Language Technologies for Humanitarian Aid
journal contributionposted on 01.06.1996, 00:00 by Jaime G. Carbonell, Alon Lavie, Lorraine Levin, Alan Black
Humanitarian aid missions, whether emergency famine relief, establishment of medical clinics, or missions in conjunction with peace-keeping operations, require on-demand communication with the indigenous population. If such operations take place in countries with a commonly-spoken major language, such as English or Spanish, it proves relatively easy to find participating personnel with the appropriate linguistic fluency.
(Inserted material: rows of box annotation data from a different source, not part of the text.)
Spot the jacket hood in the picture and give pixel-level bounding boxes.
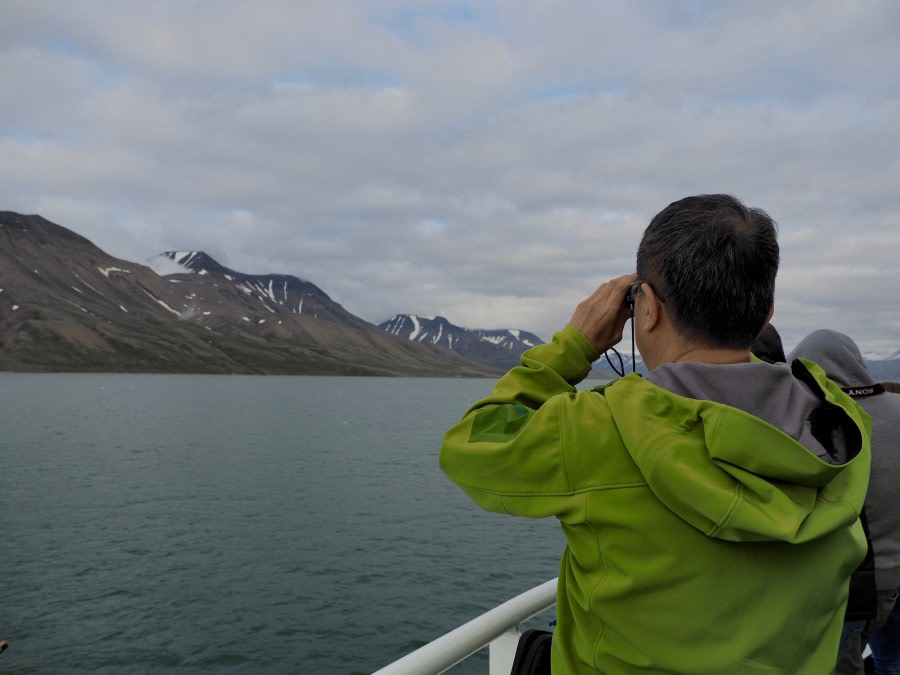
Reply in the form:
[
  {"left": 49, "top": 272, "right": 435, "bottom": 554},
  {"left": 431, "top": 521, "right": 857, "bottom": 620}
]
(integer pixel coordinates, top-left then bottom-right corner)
[
  {"left": 788, "top": 329, "right": 873, "bottom": 387},
  {"left": 604, "top": 362, "right": 870, "bottom": 543}
]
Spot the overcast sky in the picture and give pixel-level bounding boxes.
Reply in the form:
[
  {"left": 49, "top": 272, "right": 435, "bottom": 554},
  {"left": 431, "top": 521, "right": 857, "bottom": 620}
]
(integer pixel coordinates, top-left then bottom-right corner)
[{"left": 0, "top": 0, "right": 900, "bottom": 360}]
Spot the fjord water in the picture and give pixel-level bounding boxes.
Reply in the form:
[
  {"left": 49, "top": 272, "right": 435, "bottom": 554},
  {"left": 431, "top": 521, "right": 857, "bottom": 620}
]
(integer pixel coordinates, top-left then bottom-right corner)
[{"left": 0, "top": 374, "right": 564, "bottom": 673}]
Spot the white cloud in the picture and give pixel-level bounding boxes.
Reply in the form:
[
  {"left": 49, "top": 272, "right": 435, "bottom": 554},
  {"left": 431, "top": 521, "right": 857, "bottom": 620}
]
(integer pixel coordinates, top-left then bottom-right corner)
[{"left": 0, "top": 0, "right": 900, "bottom": 351}]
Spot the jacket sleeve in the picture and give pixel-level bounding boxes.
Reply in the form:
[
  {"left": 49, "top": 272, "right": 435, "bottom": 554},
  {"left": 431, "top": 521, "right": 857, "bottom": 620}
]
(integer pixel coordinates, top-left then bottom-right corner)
[{"left": 440, "top": 326, "right": 599, "bottom": 518}]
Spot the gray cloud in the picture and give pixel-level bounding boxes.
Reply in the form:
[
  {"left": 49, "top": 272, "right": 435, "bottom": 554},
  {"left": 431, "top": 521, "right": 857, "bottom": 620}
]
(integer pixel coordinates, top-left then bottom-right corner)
[{"left": 0, "top": 0, "right": 900, "bottom": 351}]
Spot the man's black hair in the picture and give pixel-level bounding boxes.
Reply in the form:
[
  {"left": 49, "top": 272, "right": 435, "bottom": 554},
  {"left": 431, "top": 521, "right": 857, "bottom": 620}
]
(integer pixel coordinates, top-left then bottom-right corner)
[{"left": 637, "top": 195, "right": 779, "bottom": 349}]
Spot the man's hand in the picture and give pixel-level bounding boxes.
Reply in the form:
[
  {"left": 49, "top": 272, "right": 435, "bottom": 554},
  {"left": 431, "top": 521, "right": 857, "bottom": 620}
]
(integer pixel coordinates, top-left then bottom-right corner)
[{"left": 569, "top": 274, "right": 637, "bottom": 354}]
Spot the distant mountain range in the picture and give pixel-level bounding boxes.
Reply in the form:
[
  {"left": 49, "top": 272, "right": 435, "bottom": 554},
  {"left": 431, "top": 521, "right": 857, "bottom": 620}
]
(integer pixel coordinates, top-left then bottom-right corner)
[
  {"left": 0, "top": 211, "right": 900, "bottom": 380},
  {"left": 0, "top": 212, "right": 497, "bottom": 377},
  {"left": 379, "top": 314, "right": 544, "bottom": 371}
]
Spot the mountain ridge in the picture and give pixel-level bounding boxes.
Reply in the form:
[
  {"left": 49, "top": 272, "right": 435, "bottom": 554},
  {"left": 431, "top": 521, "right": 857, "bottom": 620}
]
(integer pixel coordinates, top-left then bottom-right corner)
[{"left": 0, "top": 211, "right": 496, "bottom": 377}]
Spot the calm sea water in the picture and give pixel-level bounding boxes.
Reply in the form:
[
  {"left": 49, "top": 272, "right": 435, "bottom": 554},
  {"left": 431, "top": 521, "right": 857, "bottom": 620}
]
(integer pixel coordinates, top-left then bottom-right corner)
[{"left": 0, "top": 374, "right": 564, "bottom": 673}]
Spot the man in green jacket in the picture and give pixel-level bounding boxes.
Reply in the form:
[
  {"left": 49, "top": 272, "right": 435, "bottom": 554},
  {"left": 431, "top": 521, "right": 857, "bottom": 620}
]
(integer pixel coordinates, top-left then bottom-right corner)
[{"left": 440, "top": 195, "right": 870, "bottom": 675}]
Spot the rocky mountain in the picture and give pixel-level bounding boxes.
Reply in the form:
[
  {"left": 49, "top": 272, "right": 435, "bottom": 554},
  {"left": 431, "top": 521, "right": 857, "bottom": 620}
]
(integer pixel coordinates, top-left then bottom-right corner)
[
  {"left": 379, "top": 314, "right": 544, "bottom": 370},
  {"left": 0, "top": 212, "right": 492, "bottom": 376}
]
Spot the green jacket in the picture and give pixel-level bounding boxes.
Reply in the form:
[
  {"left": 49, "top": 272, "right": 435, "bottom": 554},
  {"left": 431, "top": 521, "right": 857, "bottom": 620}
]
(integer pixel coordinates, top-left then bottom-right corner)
[{"left": 440, "top": 326, "right": 870, "bottom": 675}]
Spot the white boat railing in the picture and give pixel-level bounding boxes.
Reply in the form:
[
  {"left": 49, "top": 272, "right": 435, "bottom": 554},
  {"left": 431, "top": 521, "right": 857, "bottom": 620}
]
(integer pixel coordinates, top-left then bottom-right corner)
[{"left": 373, "top": 579, "right": 557, "bottom": 675}]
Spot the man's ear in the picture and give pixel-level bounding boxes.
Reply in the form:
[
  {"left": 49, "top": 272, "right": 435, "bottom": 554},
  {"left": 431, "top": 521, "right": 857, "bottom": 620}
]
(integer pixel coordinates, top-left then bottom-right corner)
[
  {"left": 756, "top": 302, "right": 775, "bottom": 340},
  {"left": 641, "top": 289, "right": 663, "bottom": 332}
]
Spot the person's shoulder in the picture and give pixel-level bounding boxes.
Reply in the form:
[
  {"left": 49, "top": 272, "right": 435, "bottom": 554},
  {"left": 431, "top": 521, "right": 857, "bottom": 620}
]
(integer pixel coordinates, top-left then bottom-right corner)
[{"left": 881, "top": 382, "right": 900, "bottom": 394}]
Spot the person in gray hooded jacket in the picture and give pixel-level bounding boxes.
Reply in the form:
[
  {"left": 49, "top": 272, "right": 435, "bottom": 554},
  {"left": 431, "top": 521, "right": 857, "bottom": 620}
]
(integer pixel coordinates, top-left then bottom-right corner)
[{"left": 788, "top": 330, "right": 900, "bottom": 675}]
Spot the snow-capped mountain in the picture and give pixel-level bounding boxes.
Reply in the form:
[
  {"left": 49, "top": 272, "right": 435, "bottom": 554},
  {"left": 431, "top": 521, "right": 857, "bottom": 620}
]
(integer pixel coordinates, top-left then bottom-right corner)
[
  {"left": 0, "top": 211, "right": 490, "bottom": 376},
  {"left": 157, "top": 251, "right": 362, "bottom": 326},
  {"left": 379, "top": 314, "right": 544, "bottom": 370}
]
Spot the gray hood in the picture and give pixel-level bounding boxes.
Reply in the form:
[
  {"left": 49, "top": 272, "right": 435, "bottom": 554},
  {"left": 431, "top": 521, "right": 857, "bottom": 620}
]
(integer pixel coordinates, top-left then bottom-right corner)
[{"left": 788, "top": 329, "right": 874, "bottom": 388}]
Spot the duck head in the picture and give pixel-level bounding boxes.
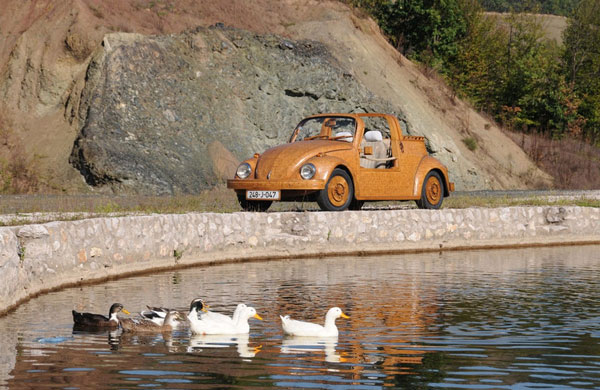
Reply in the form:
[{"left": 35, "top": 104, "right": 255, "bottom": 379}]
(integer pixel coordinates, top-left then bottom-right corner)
[
  {"left": 108, "top": 303, "right": 131, "bottom": 318},
  {"left": 325, "top": 307, "right": 350, "bottom": 319},
  {"left": 190, "top": 298, "right": 208, "bottom": 313}
]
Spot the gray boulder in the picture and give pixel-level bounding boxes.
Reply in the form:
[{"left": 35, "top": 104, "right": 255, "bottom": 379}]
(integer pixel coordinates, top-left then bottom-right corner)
[{"left": 70, "top": 26, "right": 404, "bottom": 194}]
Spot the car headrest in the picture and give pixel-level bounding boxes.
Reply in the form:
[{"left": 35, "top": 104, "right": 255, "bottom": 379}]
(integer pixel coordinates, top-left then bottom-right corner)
[
  {"left": 335, "top": 131, "right": 354, "bottom": 142},
  {"left": 365, "top": 130, "right": 383, "bottom": 142}
]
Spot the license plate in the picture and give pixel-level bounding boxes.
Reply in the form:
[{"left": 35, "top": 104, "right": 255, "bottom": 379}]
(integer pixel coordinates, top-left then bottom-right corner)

However, such is not the case when the operations take place in regions where less common languages are spoken, such as Bosnia (language: Serbo-Croatian), Haiti (language: Haitian Creole), Somalia (language: Somali, a.k.a. “Soomaaliga”), or Afghanistan (language: Pashto, with subpopulations of Urdu and Tadjik speakers). Even in Latin America, where Spanish and Portuguese dominate, there are over 100 indigenous languages, including Quechua in Peru, Aymara in Bolivia, Mapudungun in Southern Chile, and the Tucan languages in the Southern Colombian Putumayo region. Many native speakers of these languages are not versant in either Spanish or Portuguese, especially those in remote mountainous or jungle regions, where the need for medical or educational aid, or protection from organized drug gangs, may be paramount.